Brooke Wenig (33:17):
So, speaking of the field of machine learning research, what device do you have for people that want to get into this field? I know that you did a PhD in the more traditional route, but what advice do you have for other people that might currently be in industry to get more involved with machine learning research and interpretable machine learning?

Ameet Talwalkar (33:33):
Yeah, I think it’s a great time to be in this field whether you’re in academia or industry or whatever.
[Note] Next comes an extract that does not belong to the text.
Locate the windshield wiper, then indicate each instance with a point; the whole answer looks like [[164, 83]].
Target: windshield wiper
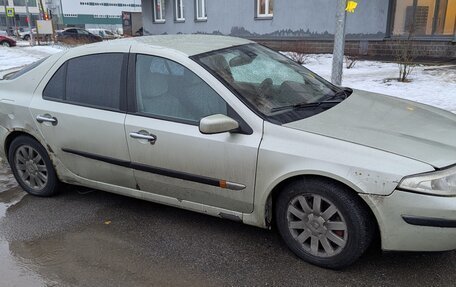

ML is just increasingly pervasive, increasingly important practically, I think it’s only going to get more and more important over time. So it’s a great time to get in, it’s very exciting. I think that what I would recommend anyone to do is to learn a little bit of math. Right now I tell people that I get more theoretical every year as a researcher and it’s not necessarily because my research is changing but it’s because when I started grad school, machine learning was to a large extent a field of applied math. And my interests were more at the intersection of theory meets application or theory meets practice when the field was very, very theoretical. The field is shifting more and more to being an applied, coming up with systems, using it in practice, which is great. But that doesn’t mean that the math isn’t important. So if I had one piece of advice, no matter what you’re doing, don’t be scared by math and learn the underlying math. That’s the underlying statistics, linear algebra and optimization maybe and calculus that you need. And more and more, all of this stuff is, there’s amazing tutorials online, whether it’s the form of MOOCs or whatever else, blogs. So this material’s all available somewhere for people to read, I would highly recommend people learning math. So, that’s one.

Ameet Talwalkar (34:57):
Two, I would say don’t be distracted by the hype. So machine learning is increasingly important. By no means do I think that everything that’s going on now is just a bubble or hype by any means. That said, there is a lot of hype in this general field and I would say that people who are interested in working in this area should be working on interesting problems that are potentially solving important high impact areas, not just what’s the flavor of the day today because it’s hyped up by whoever is hyping it up. So maybe those would be my two big pieces of advice. Well three pieces of advice, do it because machine learning is great. While you’re doing it, learn math. And three, don’t be distracted by the hype but instead pick interesting problems even if they don’t seem to be the coolest problems today. Because what’s en vogue today might not be en vogue tomorrow and things are pretty cyclical.

Brooke Wenig (35:51):
That’s some super helpful advice. I still remember in grad school having to go back and relearn all of the linear algebra, stats and calculus that I learned in undergrad because I was like, “When do I ever care about taking the second derivative of something?” It’s like, “Oh yeah, if it’s convex function I’m going to want to do that all the time.” I definitely like that theme of learn math and don’t be distracted by the hype. As someone who works in industry, there are so many advancements coming out both from industry and academia. I’m like, “All right, what’s the latest flavor of the day”, as you’d said, “of object detection or image classification?” But I think the overall theme of, “Solve an interesting problem with high impact”, is the best advice that you can give.

Ameet Talwalkar (36:29):
Right, and it’s often the case and it’s not at all to say that the latest research coming out isn’t industry or couldn’t potentially be high impact, but it’s almost always the case that when you want to solve a problem, you should start with simpler methods. And only when those simpler methods don’t work do you try to use more and more fancy things.

Brooke Wenig (36:46):
Definitely. Well, I want to thank you again for joining us today on Data Brew and sharing all of your expertise about interpretable machine learning and advice for getting people into the field of machine learning research.

Ameet Talwalkar (36:55):
Great, yeah. It was really great to get to chat with you guys, and thanks for having me.